Quindi rinunciare ad avere dei figli non è stato un sacrificio?
«No, non lo è stato. Un sacrificio è quando si vuole fare carriera e, al contempo, avere dei figli. Allora entrambe le cose ne soffrono. Se si sceglie una sola delle due, non c’è sofferenza. Io sono sicura della scelta che ho fatto».
Il Ruolo Della Donna E Il Sacrificio
Pensa che solitamente le donne debbano sacrificarsi più degli uomini nel corso della vita?
«Sì, decisamente. L’uguaglianza di genere paradossalmente ci ha dato molto più lavoro da fare. Fino agli anni 50, le donne stavano a casa a prendersi cura dei figli, mentre gli uomini lavoravano tutto il giorno. La famiglia era pressoché felice. Oggi la donna deve badare a tutto ciò, oltre a dedicarsi alla carriera. È un inferno, perché l’uomo non assolve a quella parte di funzione che prima era a carico della donna, e le relazioni familiari ne risentono».
Lei ha sempre esplorato la dimensione del corpo, specialmente quello della donna. Cosa pensa della condizione femminile nella società di oggi?
«Dal mio punto di vista la donna è una supereroina. Il semplice fatto che possa creare la vita nel proprio grembo è un potere enorme, trasversale a tutti gli ambiti sociali. Basti pensare alle donne scienziate, astronaute, presidenti… Oggi la donna non ha più paura di avere successo in campi tradizionalmente maschili, e ciò è incredibile. L’immagine del corpo femminile nella società invece, è tutta un’altra storia. Il modo in cui lo si ritrae nella moda, ad esempio, è totalmente sconnesso dalla realtà. Ci dicono come dovremmo apparire, e non come siamo».

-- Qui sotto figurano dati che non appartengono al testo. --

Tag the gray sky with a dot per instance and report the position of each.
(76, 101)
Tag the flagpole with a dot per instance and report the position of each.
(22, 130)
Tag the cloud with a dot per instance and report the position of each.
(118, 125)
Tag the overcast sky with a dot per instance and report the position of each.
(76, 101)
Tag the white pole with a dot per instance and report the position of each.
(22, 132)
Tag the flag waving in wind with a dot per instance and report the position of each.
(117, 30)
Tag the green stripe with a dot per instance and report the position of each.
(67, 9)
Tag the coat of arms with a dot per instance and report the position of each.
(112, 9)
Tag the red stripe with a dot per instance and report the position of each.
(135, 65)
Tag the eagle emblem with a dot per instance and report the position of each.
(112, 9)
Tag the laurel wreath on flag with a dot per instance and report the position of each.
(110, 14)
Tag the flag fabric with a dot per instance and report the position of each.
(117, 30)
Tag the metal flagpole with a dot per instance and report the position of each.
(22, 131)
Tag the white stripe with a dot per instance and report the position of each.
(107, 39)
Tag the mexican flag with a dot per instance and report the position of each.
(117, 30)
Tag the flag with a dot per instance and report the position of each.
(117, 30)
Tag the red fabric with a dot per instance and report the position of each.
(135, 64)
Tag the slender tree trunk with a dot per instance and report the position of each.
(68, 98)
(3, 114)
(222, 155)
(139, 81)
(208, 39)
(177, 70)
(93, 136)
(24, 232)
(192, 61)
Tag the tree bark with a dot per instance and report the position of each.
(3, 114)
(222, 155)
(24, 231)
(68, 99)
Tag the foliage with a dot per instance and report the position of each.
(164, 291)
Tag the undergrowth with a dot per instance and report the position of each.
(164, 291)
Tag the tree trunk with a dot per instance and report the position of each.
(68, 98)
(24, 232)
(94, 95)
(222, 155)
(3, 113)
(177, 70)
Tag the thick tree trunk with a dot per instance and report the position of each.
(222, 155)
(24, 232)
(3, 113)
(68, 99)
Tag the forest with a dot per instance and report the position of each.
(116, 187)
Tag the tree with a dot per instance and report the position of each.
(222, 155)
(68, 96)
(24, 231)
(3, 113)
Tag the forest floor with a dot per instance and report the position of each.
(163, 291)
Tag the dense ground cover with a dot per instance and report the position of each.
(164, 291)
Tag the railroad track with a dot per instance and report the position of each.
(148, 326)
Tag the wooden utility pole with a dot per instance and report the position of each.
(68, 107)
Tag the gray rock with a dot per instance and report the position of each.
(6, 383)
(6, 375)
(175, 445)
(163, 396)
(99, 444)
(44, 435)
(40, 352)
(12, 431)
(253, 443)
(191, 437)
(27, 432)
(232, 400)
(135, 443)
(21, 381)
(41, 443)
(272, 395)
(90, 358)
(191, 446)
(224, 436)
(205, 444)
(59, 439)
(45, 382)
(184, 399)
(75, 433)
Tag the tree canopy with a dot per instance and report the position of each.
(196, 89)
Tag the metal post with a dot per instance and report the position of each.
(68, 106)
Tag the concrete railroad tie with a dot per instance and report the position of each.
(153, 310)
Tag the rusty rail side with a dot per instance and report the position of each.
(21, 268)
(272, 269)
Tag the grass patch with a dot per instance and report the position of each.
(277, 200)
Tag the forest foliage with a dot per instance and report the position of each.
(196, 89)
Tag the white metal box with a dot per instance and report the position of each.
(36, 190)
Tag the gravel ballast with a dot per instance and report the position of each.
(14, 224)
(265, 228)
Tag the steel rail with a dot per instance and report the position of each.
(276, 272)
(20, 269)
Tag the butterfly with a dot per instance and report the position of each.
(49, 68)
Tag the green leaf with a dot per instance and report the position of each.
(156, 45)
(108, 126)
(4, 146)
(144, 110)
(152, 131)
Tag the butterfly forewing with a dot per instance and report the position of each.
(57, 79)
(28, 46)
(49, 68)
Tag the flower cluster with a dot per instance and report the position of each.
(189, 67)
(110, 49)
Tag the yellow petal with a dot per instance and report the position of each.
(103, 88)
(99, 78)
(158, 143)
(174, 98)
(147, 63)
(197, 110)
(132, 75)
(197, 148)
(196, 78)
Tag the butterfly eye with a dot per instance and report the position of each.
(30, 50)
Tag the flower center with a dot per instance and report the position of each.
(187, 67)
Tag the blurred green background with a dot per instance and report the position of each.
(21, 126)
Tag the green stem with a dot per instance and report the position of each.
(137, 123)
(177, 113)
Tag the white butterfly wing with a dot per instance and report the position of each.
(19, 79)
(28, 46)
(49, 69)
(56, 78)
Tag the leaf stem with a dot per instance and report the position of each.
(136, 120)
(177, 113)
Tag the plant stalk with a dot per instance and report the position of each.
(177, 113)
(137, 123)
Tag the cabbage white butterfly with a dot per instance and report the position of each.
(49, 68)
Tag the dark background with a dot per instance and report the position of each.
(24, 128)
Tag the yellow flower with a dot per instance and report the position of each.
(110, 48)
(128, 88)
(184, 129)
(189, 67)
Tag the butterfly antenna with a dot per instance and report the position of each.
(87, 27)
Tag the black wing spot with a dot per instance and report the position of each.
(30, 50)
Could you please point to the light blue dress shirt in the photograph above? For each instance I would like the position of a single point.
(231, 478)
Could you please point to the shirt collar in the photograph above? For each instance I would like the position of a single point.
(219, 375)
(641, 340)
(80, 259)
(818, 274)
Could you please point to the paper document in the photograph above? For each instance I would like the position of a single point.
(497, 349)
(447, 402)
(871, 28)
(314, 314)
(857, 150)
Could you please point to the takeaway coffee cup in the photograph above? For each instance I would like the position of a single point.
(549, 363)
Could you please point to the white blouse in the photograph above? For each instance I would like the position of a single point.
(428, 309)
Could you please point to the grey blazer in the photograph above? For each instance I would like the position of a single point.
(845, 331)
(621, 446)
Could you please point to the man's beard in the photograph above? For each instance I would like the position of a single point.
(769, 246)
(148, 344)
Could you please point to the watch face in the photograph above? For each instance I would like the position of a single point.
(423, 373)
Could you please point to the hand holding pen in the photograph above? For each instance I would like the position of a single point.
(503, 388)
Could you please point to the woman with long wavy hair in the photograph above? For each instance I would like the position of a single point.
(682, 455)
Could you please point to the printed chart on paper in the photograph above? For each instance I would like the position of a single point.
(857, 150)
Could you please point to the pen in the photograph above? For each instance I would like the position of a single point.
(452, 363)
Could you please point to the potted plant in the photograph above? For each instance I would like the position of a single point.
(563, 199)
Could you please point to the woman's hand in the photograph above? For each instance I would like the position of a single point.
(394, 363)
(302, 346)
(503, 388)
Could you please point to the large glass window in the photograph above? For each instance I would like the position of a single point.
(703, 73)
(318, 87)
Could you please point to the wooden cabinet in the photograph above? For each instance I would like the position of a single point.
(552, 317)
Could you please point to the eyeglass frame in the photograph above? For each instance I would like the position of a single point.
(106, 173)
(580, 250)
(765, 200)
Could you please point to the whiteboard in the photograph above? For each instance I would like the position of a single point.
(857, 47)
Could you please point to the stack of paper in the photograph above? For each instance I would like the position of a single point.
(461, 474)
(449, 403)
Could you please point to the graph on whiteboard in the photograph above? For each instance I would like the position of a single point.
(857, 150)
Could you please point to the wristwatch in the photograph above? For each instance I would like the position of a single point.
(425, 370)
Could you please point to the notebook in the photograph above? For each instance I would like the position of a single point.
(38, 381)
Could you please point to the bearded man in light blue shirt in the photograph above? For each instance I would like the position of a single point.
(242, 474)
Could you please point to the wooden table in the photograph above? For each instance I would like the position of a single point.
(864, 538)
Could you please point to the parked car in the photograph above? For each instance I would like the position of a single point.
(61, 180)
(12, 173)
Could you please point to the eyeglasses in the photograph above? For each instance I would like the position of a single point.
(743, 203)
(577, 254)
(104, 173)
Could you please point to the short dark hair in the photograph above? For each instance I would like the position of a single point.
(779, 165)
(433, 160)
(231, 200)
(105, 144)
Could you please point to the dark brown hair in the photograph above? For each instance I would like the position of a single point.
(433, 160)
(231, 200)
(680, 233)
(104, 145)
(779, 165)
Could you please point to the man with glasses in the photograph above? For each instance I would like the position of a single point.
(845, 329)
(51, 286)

Quali sono i prossimi passi nella sua carriera?
«Ho appena concluso una grande opera intitolata Vita E Morte di Maria Callas, che speriamo di poter inaugurare anche al Teatro San Carlo di Napoli, non appena sarà cessata l’emergenza Covid. Riguarda un tema che tratto da molti anni: la morte in nome dell’amore. Oltre a ciò, ho in agenda un’importante esibizione alla Royal Academy di Londra il prossimo anno: After life. Sarò una delle pochissime artiste donna ad esibirsi occupando l’intero spazio della galleria. Era da 250 anni che non accadeva, quindi è un’enorme opportunità per me, ma anche una grande responsabilità».
Il Tema Dell’Amore
Ha nominato l’amore: penso che la maggior parte delle sue performance trattino questo tema, insieme a quello del dolore. Cosa sono per lei amore e dolore?
«Penso che nella vita sia fondamentale provare l’amore incondizionato. Non si tratta dell’amore che provi per chi ti sta vicino – come il tuo partner, i tuoi figli o i tuoi genitori -, bensì per colui che ti è completamente estraneo. L’amore incondizionato è per l’intera umanità e va coltivato. Il dolore non è altro che la perdita di questo amore».
È ciò che ha provato con The Artist is Present al MOMA, giusto?
«Esattamente, e mi ha cambiato la vita. È ciò che suggerisco a tutti, con il cuore in mano. Ma per poterlo riconoscere, devi prima di tutto amare te stesso».
Lei è diventata famosa in tutto il mondo perché la sua arte è umana, vicina al cuore delle persone. Cos’ha imparato in tutti questi anni di esperienza? Come potremo «salvare» l’umanità?
«Cambiando noi stessi! È facile criticare le cose per come stanno ed essere insoddisfatti di tutto, ma l’unico modo per cambiare ciò che ci circonda, è cambiare noi stessi. Se cambi te stesso, allora puoi cambiare migliaia di altre persone».